HAVING enjoyed near ideal conditions throughout the growing season east coast grain growers are enduring a torrid harvest period, with record-breaking November rain likely to cause significant damage to winter crop yet to be harvested.
The rain has also extended over South Australia, where it had been drier during the growing season, with similar downgrading issues likely, especially in barley crops.
In NSW, parts of the Central West and the north-west have already seen their wettest ever November with further substantial falls forecast for the rest of the week.
The Bureau of Meteorology said Gunnedah, on the Liverpool Plains, had recorded 239mm to November 22, Orange 243mm, Goulburn 154mm, Bathurst 197mm and Manildra 167mm, all surpassing the November record with more than a week to spare.
Records at Bathurst and Manildra both go back over a century.
In South Australia, Michelle Bammann, Ground Up Agronomy, said many of her clients, centred on the Mid North and the SA Mallee, had received between 50 and 160mm for the month, which she said was markedly above the November average.
She also said the rainfall pattern was unusual in that northern areas had received far more than the south.
"In Clare we only had 14mm on Saturday but as you hit Spalding and north there were tallies of over 40mm," Ms Bammann said.
The rain has not been limited to the Mid North.
Ms Bammann said Minnipa, on the Upper Eyre Peninsula, had already recorded its wettest November on record.
One advantage in SA compared to NSW, however, is the maturity date of the crop.
"We expect some damage in the barley but hopefully a lot of the wheat is not yet ripe enough to suffer damage from the rain, especially if it dries up and there is no follow up falls," she said.
Victoria and Queensland have also seen heavy rain, with Charleville and Roma in inland Queensland both recording over 160mm for the month so far and Bairnsdale, in Victoria's Gippsland region, receiving over 140mm in the first three weeks of the month.
While there has been harvest rain in WA it has not been of the same volume as further east and the major impact is the delays in harvest rather than downgrading.
The BOM said the heavy November rain had been facilitated by a combination of short-term and long-term weather drivers.
A BOM spokesperson said repeated cold fronts, surface and upper-level troughs, and low pressure systems throughout November contributed to widespread thunderstorms, showers and areas of rain across much of Australia, apart from WA west coast.
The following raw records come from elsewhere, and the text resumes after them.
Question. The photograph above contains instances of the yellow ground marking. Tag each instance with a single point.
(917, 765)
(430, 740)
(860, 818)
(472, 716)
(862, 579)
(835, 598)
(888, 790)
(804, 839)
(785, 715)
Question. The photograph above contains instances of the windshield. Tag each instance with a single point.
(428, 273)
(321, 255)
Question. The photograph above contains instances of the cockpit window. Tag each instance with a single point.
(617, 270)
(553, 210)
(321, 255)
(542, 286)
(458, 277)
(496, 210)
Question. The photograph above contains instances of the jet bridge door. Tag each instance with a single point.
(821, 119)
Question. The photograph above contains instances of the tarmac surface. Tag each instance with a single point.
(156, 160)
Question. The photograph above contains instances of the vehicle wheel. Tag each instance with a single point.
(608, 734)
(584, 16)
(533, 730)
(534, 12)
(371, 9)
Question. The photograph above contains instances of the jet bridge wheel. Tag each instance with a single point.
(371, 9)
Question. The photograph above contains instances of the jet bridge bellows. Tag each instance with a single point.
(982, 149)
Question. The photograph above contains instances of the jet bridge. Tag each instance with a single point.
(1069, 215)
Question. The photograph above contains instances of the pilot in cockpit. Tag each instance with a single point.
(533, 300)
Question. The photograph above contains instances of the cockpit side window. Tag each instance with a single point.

On the longer-term front, the spokesperson said several climate drivers had combined to produce the current spring outlook for Australia, including a negative Indian Ocean Dipole (IOD), the newly declared La Nina pattern and a positive Southern Annual Mode.
All of these contribute to the chances of above-average rain in eastern and parts of southern Australia.
Lecturer of climate science at the University of Southern Queensland Christa Pudmensky said the climate drivers had been conducive to tropical moisture being dragged south over much of the continent.
Dr Pudmensky said the November falls may be just the start of a wet summer if the La Nina event met with continued moisture bearing pressure troughs.
She said although the La Nina may not be as strong climatically speaking as the 2020-21 event it may still be wetter.
"The pattern is correlated with above average rainfall but still needs those short term weather events and evaporation off the oceans to create those big rainbands," Dr Pudmensky said.
She said the location of pressure ridges played a key role in the exact location of the rainfall.
"The current location of those ridges has meant the rain has tracked through central SA and NSW, whereas if it had moved south you would have seen more rain through Victoria."
She said the recent rain had also been characterised by large amounts of convective, storm-driven rainfall.